Use Pytesseract to implement automatic recognition of the picture verification code
Use Pytesseract to implement automatic recognition of the picture verification code
With the development of network applications, the verification code has gradually become one of the important means to prevent malicious crawlers and automated attacks.However, for users, entering complex verification code verification texts may be very tedious and time -consuming.Therefore, automatic recognition verification code has become one of the hot issues that many developers are concerned about.
In Python, we can use the Pytesseract library to achieve automatic recognition of the picture verification code.Pytesseract is a packaging library of a Tesseract OCR engine that can be recognized by text.The following is a simple implementation example:
First, we need to install the necessary library.Run the following command in the terminal:
pip install pytesseract
pip install pillow
Next, we will download a picture with a text verification code from the Internet (for example, the link of the verification code picture is https://example.com/captcha.png).
Then we need to use Python to write the following code:
python
import pytesseract
from PIL import Image
import requests
# Download verification code picture from the Internet
captcha_url = "https://example.com/captcha.png"
response = requests.get(captcha_url)
captcha_image = Image.open(BytesIO(response.content))
# Pre -processing the verification code picture
captcha_image = Captcha_image.convert ("L") #
Captcha_image = Captcha_image.point (lambda x: 0 if x <127 ELSE 255, "1") #
# Use Pytesseract for text recognition
captcha_text = pytesseract.image_to_string(captcha_image, lang="eng")
Print ("recognition results:" + Captcha_text)
In the above code, we first introduced the necessary library, and then downloaded the verification code picture from the network using the `requests.get` method, and opened it with the` Image.open` method.Next, we have made some pre -processing of the verification code picture, including converting the image into gray images and performing dual -value processing.
Finally, we use the `pytesseract.image_to_string` method to pass the pre -processed picture to Pytesseract for text recognition.`Lang =" ENG "` Parameters indicate to be identified in English language. If you want to process the Chinese verification code, you can replace it to `lang =" chi_sim ".
Finally, we show the identification results by printing output.
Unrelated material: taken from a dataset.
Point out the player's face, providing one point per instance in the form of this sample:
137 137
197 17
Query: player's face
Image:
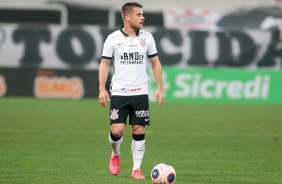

It should be noted that Pytesseraact depends on the Tesseract OCR engine, so before use, you need to ensure that the Tesseract OCR is properly installed and configured its path to the system environment variables.In the Windows system, you can access https://github.com/ub-mannheim/tesseract/wiki to download and install the latest version of Tesseract OCR.After the installation is complete, add the installation path of the Tesseract OCR to the system environment variable to ensure that the Pytesseract can run properly.
The automatic recognition of the use of PytesSseract for the verification code can greatly simplify the user's operating process and improve the user experience.However, it should be noted that due to the diversity of the verification code, completely accurate identification is not always feasible.Therefore, in practical applications, we also need to verify the effectiveness of the results of the identification.